Our tax code is seriously messed up.



April 30, 2013 – Comments (3) | RELATED TICKERS: AAPL , COST

Our tax code is insane.

Unemployment benefits are taxable while you get a tax break for buying a $30,000 eco car.  So in effect you have struggling unemployed people subsidizing the Prius purchases of the politically well connected.   Nearly 50% of people pay no Federal taxes.  The tax code is complicated and difficult to understand.  A flat tax may not be the ultimate solution but it is certainly better (and more fair) than the madness we have today.  After all, governments spend DOLLARS not PERCENTAGES.

So why rant about taxes?  Well all day CNBC was talking about Apple issuing debt.  Apple has $145 billion dollars but most of their cash is overseas.  Rather than bringing that cash home and passing profits on to owners they decided to borrow dollars in the debt markets... to avoid paying tax.

Economics postulates that people respond to incentives.   Apple wants to pay stock owners as much money as possible so you see these weird games being played to avoid tax.  Look at what Costco did at the end of last year.   Costco paid a special $7 dividend to shareholders at last year's 15% rate instead of this year's rate which could be as high as 43.4%.  Not only did they pay that special dividend but they borrowed money to do so.

Costco's former CEO, a big Obama supporter, personally saved 4 million dollars by manipulating the tax game.  He might be a "pay your fair share" Obama supporter in words but he sure loved those Bush tax rates in action.

One of the biggest dividend winners will be none other than Mr.
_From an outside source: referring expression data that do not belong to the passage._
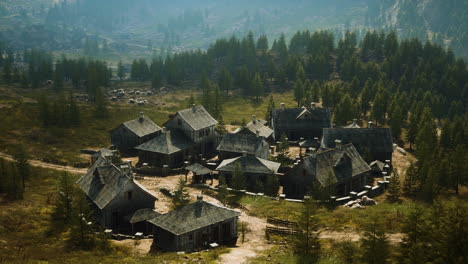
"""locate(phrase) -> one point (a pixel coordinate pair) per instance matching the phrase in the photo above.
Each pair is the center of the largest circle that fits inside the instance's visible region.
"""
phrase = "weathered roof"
(240, 143)
(253, 126)
(377, 165)
(142, 126)
(374, 140)
(143, 215)
(198, 169)
(105, 180)
(193, 217)
(249, 164)
(197, 117)
(301, 118)
(167, 142)
(341, 163)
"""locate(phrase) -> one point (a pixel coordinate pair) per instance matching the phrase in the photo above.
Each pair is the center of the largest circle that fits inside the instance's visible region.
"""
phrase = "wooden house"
(342, 167)
(371, 142)
(298, 123)
(252, 167)
(195, 226)
(198, 126)
(255, 127)
(133, 133)
(171, 148)
(235, 145)
(114, 193)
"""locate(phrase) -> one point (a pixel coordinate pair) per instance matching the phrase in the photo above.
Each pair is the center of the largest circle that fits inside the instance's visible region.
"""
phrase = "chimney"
(338, 144)
(199, 198)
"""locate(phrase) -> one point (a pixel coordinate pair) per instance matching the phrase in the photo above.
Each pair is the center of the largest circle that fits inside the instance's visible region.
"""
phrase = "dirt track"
(38, 163)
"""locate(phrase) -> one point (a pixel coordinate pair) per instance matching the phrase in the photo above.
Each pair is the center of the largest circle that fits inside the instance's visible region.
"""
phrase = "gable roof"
(301, 118)
(105, 180)
(255, 125)
(197, 117)
(168, 142)
(142, 126)
(249, 164)
(240, 143)
(322, 163)
(374, 140)
(193, 217)
(198, 169)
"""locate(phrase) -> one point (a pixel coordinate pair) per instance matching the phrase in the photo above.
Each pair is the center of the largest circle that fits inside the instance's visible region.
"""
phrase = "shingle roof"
(374, 140)
(197, 117)
(240, 143)
(322, 163)
(249, 164)
(142, 126)
(104, 181)
(167, 143)
(301, 118)
(143, 215)
(198, 169)
(253, 126)
(193, 217)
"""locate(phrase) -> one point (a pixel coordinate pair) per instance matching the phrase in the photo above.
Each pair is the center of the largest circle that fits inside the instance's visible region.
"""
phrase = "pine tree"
(181, 196)
(394, 189)
(374, 243)
(223, 192)
(257, 86)
(306, 241)
(238, 181)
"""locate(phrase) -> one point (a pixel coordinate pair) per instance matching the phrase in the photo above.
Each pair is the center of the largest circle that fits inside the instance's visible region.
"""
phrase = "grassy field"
(19, 116)
(26, 235)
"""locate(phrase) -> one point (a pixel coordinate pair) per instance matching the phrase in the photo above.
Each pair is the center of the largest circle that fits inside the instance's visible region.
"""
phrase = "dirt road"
(38, 163)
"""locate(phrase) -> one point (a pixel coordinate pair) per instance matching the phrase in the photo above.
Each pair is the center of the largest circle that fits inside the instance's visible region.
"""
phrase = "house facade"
(297, 123)
(198, 126)
(133, 133)
(235, 145)
(114, 193)
(342, 168)
(253, 168)
(195, 226)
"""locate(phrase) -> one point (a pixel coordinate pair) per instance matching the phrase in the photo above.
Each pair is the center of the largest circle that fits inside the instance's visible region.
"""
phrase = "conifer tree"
(238, 178)
(394, 189)
(306, 241)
Sinegal, who owns about two million shares, while his wife owns another 84,669. At $7 a share, the former CEO will take home roughly $14 million. At a 15% tax rate he'll get to keep nearly $12 million of that windfall, while at next year's rate of 43.4% he'd take home only about $8 million. That's a lot of extra cannoli. 
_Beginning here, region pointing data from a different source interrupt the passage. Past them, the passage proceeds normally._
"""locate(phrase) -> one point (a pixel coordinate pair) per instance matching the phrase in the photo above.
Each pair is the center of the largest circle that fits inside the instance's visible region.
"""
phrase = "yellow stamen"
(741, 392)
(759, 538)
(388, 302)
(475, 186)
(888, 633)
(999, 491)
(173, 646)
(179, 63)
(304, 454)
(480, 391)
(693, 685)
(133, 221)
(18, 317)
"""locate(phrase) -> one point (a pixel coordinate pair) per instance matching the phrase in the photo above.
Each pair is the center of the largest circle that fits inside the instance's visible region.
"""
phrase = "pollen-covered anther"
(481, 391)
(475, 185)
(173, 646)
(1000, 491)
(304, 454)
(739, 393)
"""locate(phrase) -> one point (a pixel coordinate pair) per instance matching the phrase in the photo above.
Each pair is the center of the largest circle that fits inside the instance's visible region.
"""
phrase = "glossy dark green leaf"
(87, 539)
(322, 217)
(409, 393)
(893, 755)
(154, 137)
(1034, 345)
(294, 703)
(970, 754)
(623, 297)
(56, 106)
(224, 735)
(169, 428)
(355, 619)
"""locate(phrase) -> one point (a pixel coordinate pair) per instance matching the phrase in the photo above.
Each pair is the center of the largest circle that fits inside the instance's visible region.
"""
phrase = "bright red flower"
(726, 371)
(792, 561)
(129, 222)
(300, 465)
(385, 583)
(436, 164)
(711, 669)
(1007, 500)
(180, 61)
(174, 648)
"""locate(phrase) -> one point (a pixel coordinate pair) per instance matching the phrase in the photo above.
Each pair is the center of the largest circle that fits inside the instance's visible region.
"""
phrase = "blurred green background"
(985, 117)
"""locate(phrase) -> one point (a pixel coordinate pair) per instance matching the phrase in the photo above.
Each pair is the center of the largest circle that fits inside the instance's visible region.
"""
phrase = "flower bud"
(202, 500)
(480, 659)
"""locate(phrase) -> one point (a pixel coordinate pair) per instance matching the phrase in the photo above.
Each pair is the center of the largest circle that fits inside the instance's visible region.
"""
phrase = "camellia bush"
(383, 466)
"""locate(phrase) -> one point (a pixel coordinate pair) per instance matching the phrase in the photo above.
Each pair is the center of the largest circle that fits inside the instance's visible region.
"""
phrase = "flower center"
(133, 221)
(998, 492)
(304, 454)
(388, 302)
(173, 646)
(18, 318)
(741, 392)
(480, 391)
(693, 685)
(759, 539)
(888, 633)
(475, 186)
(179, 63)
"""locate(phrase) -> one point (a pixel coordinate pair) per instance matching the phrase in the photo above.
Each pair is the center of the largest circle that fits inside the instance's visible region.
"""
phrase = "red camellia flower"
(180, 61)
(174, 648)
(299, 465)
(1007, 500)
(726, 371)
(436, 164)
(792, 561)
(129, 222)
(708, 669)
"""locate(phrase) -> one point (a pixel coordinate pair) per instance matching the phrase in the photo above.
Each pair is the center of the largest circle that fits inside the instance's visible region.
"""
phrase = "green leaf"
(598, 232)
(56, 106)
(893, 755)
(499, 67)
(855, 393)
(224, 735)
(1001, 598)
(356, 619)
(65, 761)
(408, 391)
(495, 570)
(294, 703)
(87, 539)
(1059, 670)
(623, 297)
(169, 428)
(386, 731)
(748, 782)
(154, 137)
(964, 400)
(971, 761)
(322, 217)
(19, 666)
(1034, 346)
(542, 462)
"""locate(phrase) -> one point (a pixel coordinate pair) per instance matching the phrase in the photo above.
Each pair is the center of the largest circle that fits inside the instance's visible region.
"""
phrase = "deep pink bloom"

I'd be remiss if I didn't mention Warren Buffet.  Warren goes through great lengths to avoid paying taxes yet he complains that he doesn't pay enough.  Face palm!

Apple is just a great example of how messed up our tax code is and how bad we need reform.  There is an entire industry of smart accountants trying to minimize taxes for people.  These are smart people that should be out doing stuff instead of white collar digging holes and filling them back up in the tax game.  The tax song and dance is a waste of time and is less "fair" to everyone.  Shouldn't we have tax equality?  Everybody pay the same?  How can two people make the same amount of money, be in the same situation but one person pays X and the other person pays Y?  I read an experiment where 30 tax preparers were given information for the "average family".  When they had to report calculations for how much was tax due, the 30 preparers came up with 30 different answers.  We need a transparent system where your tax bill isn't a guessing game, this reduces legitimacy of our system.  A flat tax might not be the best solution but it is simple and better than the monstrosity we have today.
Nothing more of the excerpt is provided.